Tuesday, September 06, 2005

My Son's Artwork

6/18/05

Okay, so this morning my four-year-old tells me he wants to draw a picture of Winnie the Pooh, & that's all fine with me since I'm still completely hammered from my week. He talks to himself a lot when he draws & plays, so I'm just flaking out, tuning out the chatter, reading the "People" section of the paper, taking in the latest on Tom & Katie & Brad & Angelina. Then I sort of snap out of it as I hear my son saying, "...Pooh's penis..." So I look at his drawing & again, he proudly says, "It's Pooh's penis!" Sure enough, an intentional little bump is protruding from between the legs of his rendition of Pooh. (Bear in mind--no pun intended--that the legs are actually attached to the head & Pooh has no torso.)

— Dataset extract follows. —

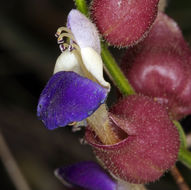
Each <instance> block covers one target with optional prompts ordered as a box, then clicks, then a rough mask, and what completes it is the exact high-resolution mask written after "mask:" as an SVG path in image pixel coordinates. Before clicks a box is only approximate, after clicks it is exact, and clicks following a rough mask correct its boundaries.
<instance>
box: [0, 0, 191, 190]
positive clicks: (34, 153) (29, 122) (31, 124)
mask: <svg viewBox="0 0 191 190" xmlns="http://www.w3.org/2000/svg"><path fill="white" fill-rule="evenodd" d="M72 8H75V7H74V2H73V1H72V0H6V1H1V5H0V130H1V131H2V134H3V135H4V137H5V139H6V141H7V143H8V145H9V148H10V150H11V152H12V154H13V155H14V157H15V159H16V161H17V163H18V165H19V167H20V169H21V171H22V173H23V174H24V176H25V178H26V180H27V182H28V183H29V185H30V187H31V189H34V190H64V189H65V187H64V186H63V185H62V184H61V183H60V182H59V181H58V180H57V179H56V178H55V177H54V175H53V171H54V169H55V168H57V167H59V166H64V165H67V164H71V163H74V162H78V161H81V160H92V159H94V156H93V154H92V152H91V149H90V147H89V146H87V145H81V144H80V143H79V139H80V138H82V137H83V131H82V132H77V133H72V132H71V128H70V127H66V128H59V129H57V130H55V131H48V130H47V129H45V127H44V126H43V124H42V122H41V121H39V120H38V119H37V117H36V106H37V102H38V97H39V95H40V92H41V90H42V89H43V87H44V85H45V84H46V82H47V81H48V79H49V77H50V76H51V75H52V71H53V68H54V63H55V60H56V58H57V56H58V55H59V54H60V51H59V48H58V45H57V43H56V39H55V37H54V34H55V32H56V30H57V28H58V27H60V26H64V25H65V23H66V17H67V14H68V12H69V11H70V10H71V9H72ZM167 13H168V14H169V15H170V16H171V17H172V18H174V19H175V20H176V21H177V22H178V23H179V26H180V27H181V29H182V31H183V34H184V36H185V38H186V40H187V41H188V43H189V44H191V1H190V0H183V1H180V0H173V1H170V2H169V5H168V8H167ZM116 51H117V50H114V49H112V52H114V54H115V55H116V59H117V60H118V61H119V60H120V56H119V55H120V54H118V52H117V53H116ZM109 100H110V101H109V102H110V103H111V102H112V97H111V95H110V97H109ZM183 125H184V127H185V130H186V131H189V128H190V125H191V119H190V118H189V117H187V118H186V119H185V120H184V121H183ZM178 167H179V168H180V169H181V172H182V174H183V175H184V177H185V179H186V181H187V182H188V183H190V185H191V172H190V171H189V170H188V169H187V168H186V167H184V166H182V165H181V164H180V163H178ZM176 188H177V187H176V186H175V183H174V181H173V179H172V177H171V176H170V175H169V174H166V175H165V177H163V178H162V179H161V180H160V181H158V182H156V183H154V184H151V185H150V186H149V189H168V190H170V189H173V190H174V189H175V190H176ZM0 189H2V190H14V189H15V188H14V185H13V183H12V181H11V180H10V178H9V175H8V174H7V172H6V169H5V167H4V165H3V163H2V162H1V161H0Z"/></svg>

What do I do? What do I do? Think quick, don't react, stay calm! He continues, "Mommy, do bears have penises?" I reply, "Boy bears do." "Yeah," he replies, "this is Pooh's penis." I then add, "But we don't see it because it's private." I calmly return to the list of Top 10 Bachelors (hey, I can dream, can't I?) while wondering what will come out of his mouth or his pencil next. Moments later, I am jostled out of my Gossip Column Stupor to the sound of erasing. Ch-ch-ch-ch-ch..."Can you help me erase it?" he asks after he has erased most of the member.

I am happy to report that this portrait of Pooh is once again G-rated.